While things seesawed with Raonic performing subpar on serve to get broken twice in the second set – double-faulting to lose the seventh game trailing 4-2 – there was a sense he’s simply a better player than Querrey, with superior grit and nerves in the critical moments. His highest ranking is No. 3 to No. 11 for Querrey – and Raonic has now been to eight Masters 1000 event semifinals in 53 tries while Querrey, three years older, is now 0-70.

It has crossed more than a few peoples’ minds that Raonic’s opening-round, blockbuster match-up against fellow-Canadian Félix Auger-Aliassime, 17, may have been the jolt he needed to kick-start his tournament. He won that one 6-4, 6-4.

“There was some kind of sense of relief to get through that,” he conceded, “especially with not just everybody else but myself, questioning myself about how things were going to come along.”

Photo by: Mauricio Paiz

With his unflattering record for 2018 entering Indian Wells, Raonic really did not know what to expect of himself. But he offered an interesting observation about the current state of men’s tennis and his place in it.

“Tennis is a little different now than it was two, three years ago,” he said. “There’s a lot more openings in draws. There has been one guy (i.e. Roger Federer) that’s been doing consistently well. Whereas, before it was always two, three, sometimes even – if you look further back – four guys that were sort of shortening the draws on everybody.

“So it opened up, and I just made the most of it.”

That’s happening after he had a terrible run of bad luck – and on Friday Raonic enumerated all the injury woes he has had to deal with since the beginning of 2017. “Let’s go down the list,” he said. “Right adductor, left glut at the beginning of the year. Then I tore my hamstring beginning of February.

“After Wimbledon I had to have wrist surgery. Through the summer I tried to play a few events, tried to treat the issue. That wasn’t possible. I had surgery just before the US Open. Was hoping to start my offseason in the early weeks of October. No, early weeks of November.

“And then in November I had – if I hurt my knee. I hurt my meniscus, so I couldn’t play for six weeks. Started training just before the Australian Open, and I’m here today.”

Summing up, he used one word, “it’s been a catastrophe.”

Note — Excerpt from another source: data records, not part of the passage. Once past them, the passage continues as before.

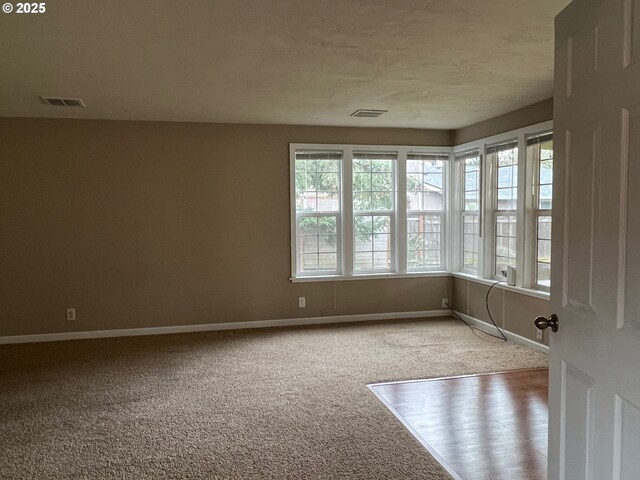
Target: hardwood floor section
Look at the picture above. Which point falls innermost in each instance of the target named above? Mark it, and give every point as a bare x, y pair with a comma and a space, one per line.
480, 427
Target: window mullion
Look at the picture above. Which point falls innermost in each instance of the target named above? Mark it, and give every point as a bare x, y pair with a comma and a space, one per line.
520, 212
401, 212
347, 211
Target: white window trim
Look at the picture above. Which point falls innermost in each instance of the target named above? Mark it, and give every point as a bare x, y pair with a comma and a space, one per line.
524, 279
399, 233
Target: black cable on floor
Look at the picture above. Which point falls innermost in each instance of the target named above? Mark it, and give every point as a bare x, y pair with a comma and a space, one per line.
473, 328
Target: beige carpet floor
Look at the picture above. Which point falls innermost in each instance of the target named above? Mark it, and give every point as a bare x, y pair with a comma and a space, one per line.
288, 403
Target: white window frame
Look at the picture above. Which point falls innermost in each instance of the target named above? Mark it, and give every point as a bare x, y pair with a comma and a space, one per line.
346, 229
443, 214
524, 212
457, 229
536, 212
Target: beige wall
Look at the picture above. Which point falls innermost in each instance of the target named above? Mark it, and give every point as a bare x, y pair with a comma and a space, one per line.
143, 224
140, 224
536, 113
512, 311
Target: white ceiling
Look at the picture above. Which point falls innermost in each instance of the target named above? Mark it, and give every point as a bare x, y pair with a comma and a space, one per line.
431, 63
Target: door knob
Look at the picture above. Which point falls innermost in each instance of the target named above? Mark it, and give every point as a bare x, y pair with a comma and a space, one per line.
544, 322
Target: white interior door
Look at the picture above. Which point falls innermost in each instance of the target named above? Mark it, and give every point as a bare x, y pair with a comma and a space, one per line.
594, 398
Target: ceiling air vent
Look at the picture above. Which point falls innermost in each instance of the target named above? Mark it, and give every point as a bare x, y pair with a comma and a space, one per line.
63, 102
363, 112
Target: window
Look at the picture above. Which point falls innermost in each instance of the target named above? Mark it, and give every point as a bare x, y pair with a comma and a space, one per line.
471, 183
504, 158
368, 210
318, 215
425, 211
540, 151
507, 193
373, 211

He can continue putting things right in Saturday’s semi-final against Juan Martin del Potro, a 3-6, 6-3, 6-4 winner over Philipp Kohlschreiber in Friday’s other quarter-final.

Raonic has a 2-1 head-to-head edge over the 6-foot-6 Argentine – winning their last meeting 6-3, 7-6(6) in the Delray Beach semi-finals a year ago.

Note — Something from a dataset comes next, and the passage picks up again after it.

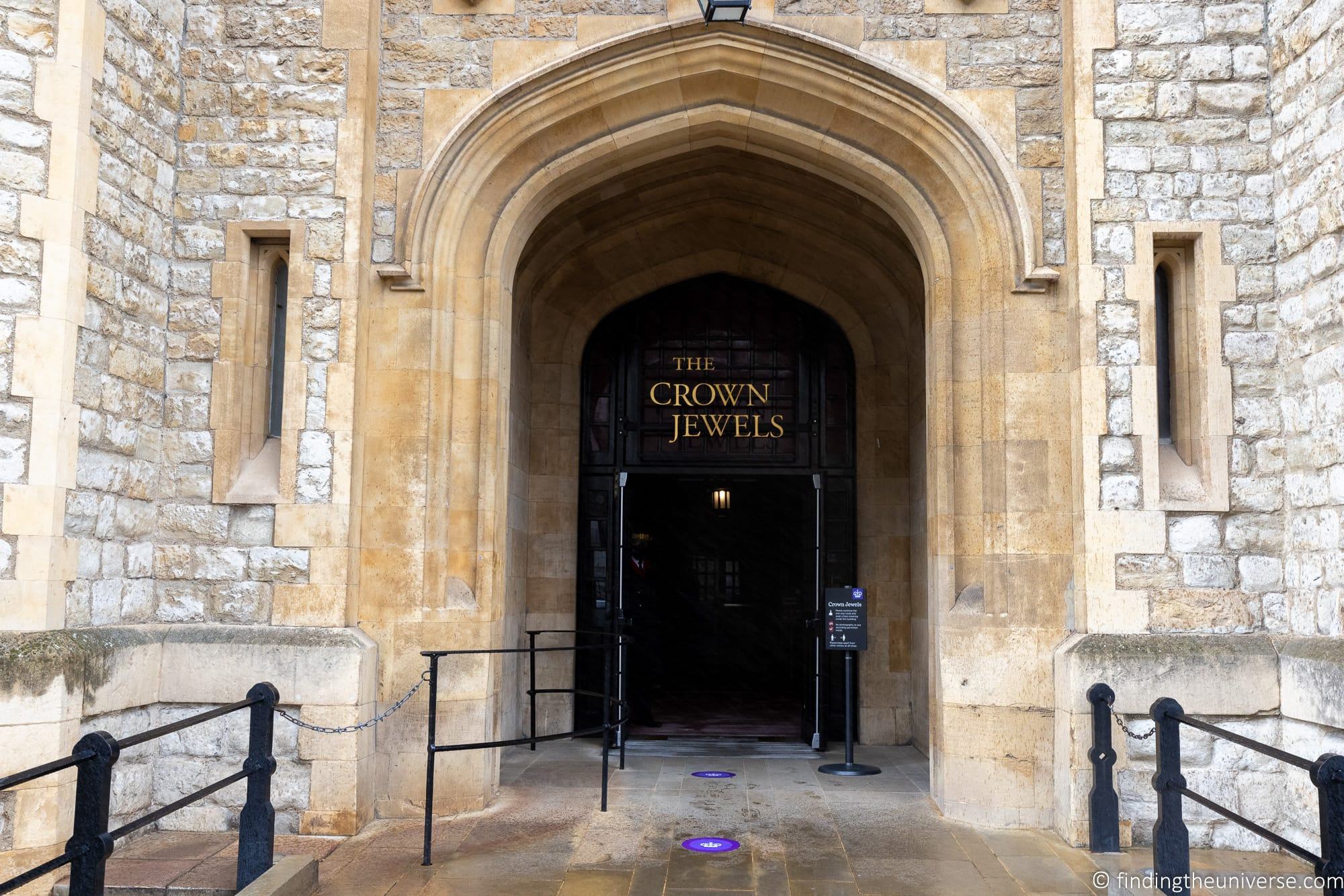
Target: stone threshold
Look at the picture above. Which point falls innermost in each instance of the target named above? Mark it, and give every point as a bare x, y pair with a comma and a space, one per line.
190, 864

Del Potro has started slowly and looked vulnerable early in his last two matches – also dropping the opening set of his round-of-16 match 3-6, 7-6(2), 6-3 against compatriot Leonardo Mayer on Wednesday. The 29-year-old Argentine is dealing with a back issue and said after beating Kohlschreiber, “my body feels tight.”

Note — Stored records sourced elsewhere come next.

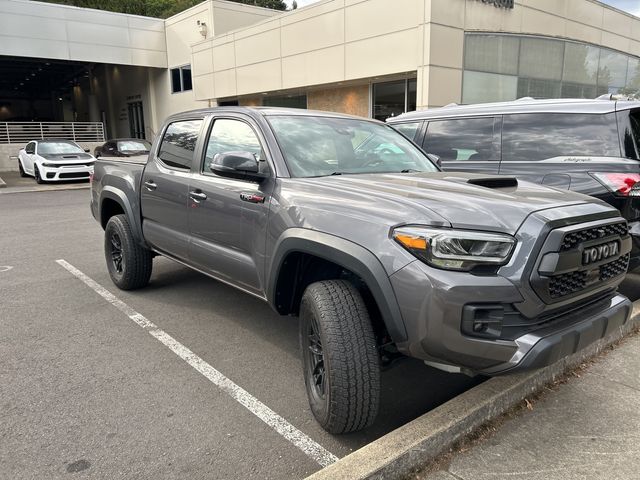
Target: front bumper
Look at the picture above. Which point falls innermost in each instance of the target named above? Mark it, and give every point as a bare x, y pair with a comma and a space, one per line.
61, 174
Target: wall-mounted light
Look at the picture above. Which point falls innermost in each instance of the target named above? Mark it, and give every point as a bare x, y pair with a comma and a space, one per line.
202, 28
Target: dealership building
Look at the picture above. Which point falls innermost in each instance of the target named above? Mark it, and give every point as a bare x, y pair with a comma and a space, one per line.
375, 58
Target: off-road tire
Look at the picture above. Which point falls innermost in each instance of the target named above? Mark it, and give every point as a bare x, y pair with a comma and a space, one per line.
36, 175
350, 360
133, 269
21, 170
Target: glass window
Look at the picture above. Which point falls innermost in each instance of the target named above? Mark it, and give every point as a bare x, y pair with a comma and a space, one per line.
319, 146
186, 78
492, 53
613, 70
229, 135
407, 129
541, 58
531, 137
179, 143
291, 101
176, 86
461, 139
482, 87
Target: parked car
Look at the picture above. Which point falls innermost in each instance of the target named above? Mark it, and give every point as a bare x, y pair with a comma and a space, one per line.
55, 160
123, 147
588, 146
349, 226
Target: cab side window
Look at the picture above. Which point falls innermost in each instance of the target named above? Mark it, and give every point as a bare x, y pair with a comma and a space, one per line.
465, 139
179, 143
230, 135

But he comes into Indian Wells off a title at the Mexican Open ATP 250 event in Acapulco and is on a nine-match winning streak. The match is scheduled second after an 11 a.m. start (2 p.m. ET in Canada) on Saturday – approximately 4 p.m. ET in Canada.

Raonic now has a 19-6 record at the BNP Paribas Open, easily the best of all his Masters 1000 events – including being runner-up (Novak Djokovic) in 2016 and a semi-finalist (Federer) in 2015.

“I just have a personal calm at this event maybe compared to others,” he said. “It’s a little bit quieter here. It’s easier to be around the tennis. You don’t have to fight through traffic to get here. You get here with ease. So I think that gives me a personal calm.”

And personal bests as well, on court at the Indian Wells Tennis Garden.